The bed vibrates; they tear off their clothes and throw themselves on it.
Checking in at the Park Motel on the highway, she says, “Look at that clock on the wall! It’s like the one in the train station! I feel spooked!” “I think the train clock has old-fashioned Roman numerals,” he says, “where this one has only dots.” “Are you sure?” The motel cabin is ultra-modern with no closets or drawers, but it does have a condom dispenser and a minibar. The small TV on the wall is running with the sound off. Vehicles are chasing each other on it. There are crashes, explosions, collapsing buildings, flying bodies, the usual. She stands at the window, looking out upon the peaceful country scene.
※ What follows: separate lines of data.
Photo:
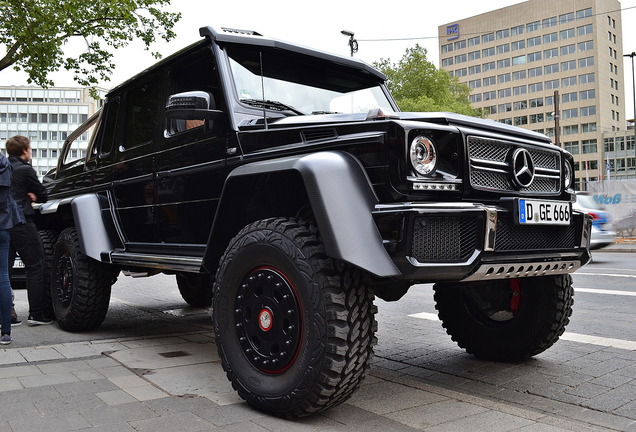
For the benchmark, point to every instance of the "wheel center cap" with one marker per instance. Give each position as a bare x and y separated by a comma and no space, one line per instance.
265,320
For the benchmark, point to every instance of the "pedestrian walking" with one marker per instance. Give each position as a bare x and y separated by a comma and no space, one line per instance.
10,216
25,239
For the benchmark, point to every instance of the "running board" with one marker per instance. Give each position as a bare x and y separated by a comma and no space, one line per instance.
517,270
163,262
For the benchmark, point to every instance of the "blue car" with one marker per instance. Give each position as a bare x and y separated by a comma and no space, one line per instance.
603,233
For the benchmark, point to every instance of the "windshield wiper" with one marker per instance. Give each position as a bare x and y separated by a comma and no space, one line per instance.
273,105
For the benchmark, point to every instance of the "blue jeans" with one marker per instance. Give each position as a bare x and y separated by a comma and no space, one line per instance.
5,285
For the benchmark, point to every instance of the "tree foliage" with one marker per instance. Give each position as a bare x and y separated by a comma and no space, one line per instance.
418,86
34,32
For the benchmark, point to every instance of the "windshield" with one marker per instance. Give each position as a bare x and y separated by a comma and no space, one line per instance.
299,85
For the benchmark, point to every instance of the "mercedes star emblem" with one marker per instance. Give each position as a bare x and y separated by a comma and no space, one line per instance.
522,168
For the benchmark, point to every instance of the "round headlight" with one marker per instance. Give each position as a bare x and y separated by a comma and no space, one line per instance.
569,175
423,155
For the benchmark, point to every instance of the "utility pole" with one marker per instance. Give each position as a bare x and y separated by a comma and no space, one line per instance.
556,119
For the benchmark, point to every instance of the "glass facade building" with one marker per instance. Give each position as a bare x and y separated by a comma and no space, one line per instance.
520,58
47,117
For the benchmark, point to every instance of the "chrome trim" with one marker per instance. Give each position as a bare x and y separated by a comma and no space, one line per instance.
187,264
519,270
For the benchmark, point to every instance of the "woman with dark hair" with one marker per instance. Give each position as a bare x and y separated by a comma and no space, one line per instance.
10,215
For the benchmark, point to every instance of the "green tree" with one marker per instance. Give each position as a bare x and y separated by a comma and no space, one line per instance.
417,85
34,32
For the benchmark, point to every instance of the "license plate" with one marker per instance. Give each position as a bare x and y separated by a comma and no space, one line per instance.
542,212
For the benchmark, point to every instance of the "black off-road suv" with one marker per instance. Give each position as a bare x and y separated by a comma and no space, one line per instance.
283,186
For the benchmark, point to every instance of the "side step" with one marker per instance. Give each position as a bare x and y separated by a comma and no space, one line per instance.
163,262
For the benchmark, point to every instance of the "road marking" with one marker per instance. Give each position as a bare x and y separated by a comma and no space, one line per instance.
613,292
603,274
568,336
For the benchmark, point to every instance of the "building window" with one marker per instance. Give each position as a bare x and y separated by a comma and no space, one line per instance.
501,34
571,146
515,31
566,34
534,41
503,48
549,22
550,37
489,81
583,30
503,78
460,44
475,55
519,75
536,103
551,85
584,13
569,65
568,49
488,38
566,18
489,66
520,105
588,127
490,95
568,97
507,107
585,78
518,45
503,93
588,146
571,130
554,68
536,118
519,60
567,82
519,90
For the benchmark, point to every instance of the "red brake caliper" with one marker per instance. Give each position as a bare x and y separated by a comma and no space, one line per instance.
516,296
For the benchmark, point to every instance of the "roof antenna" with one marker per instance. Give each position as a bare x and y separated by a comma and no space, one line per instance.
263,89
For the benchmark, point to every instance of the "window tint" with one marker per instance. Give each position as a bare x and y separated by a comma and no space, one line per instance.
141,119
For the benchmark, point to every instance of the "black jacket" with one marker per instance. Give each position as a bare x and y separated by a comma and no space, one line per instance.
25,180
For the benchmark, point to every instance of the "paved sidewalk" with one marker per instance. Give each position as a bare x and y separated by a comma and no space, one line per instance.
169,383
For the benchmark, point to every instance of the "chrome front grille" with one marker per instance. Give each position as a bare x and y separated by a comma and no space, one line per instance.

It’s lovely, but she misses the cluttered alley, the tangle of railroad tracks beyond. The king-size bed vibrates silently when a button is pushed, so they tear off their clothes and throw themselves on it, grabbing and biting with wild abandon, etc., but he doesn’t feel up to it. “Probably I’m only hungry,” he says, shutting down the restless bed. It might help, she thinks, if the springs squeaked. He calls room service and the receptionist tells him the kitchen is closed. “Closed? It’s still lunchtime! Is it ever open?” “Is there anything else I can do for you, sir?” He slams the phone down. “We could take a bath,” she suggests. The whirlpool tub is big enough for four people, which provokes a thought neither of them expresses. They turn on all the nozzles and squat in front of the surging sprays of water. Maybe time just is, he thinks, and we flow. He sighs. This isn’t working either. “I know, let’s go for a walk in the park,” she proposes, turning off the water. “If in fact there is one.”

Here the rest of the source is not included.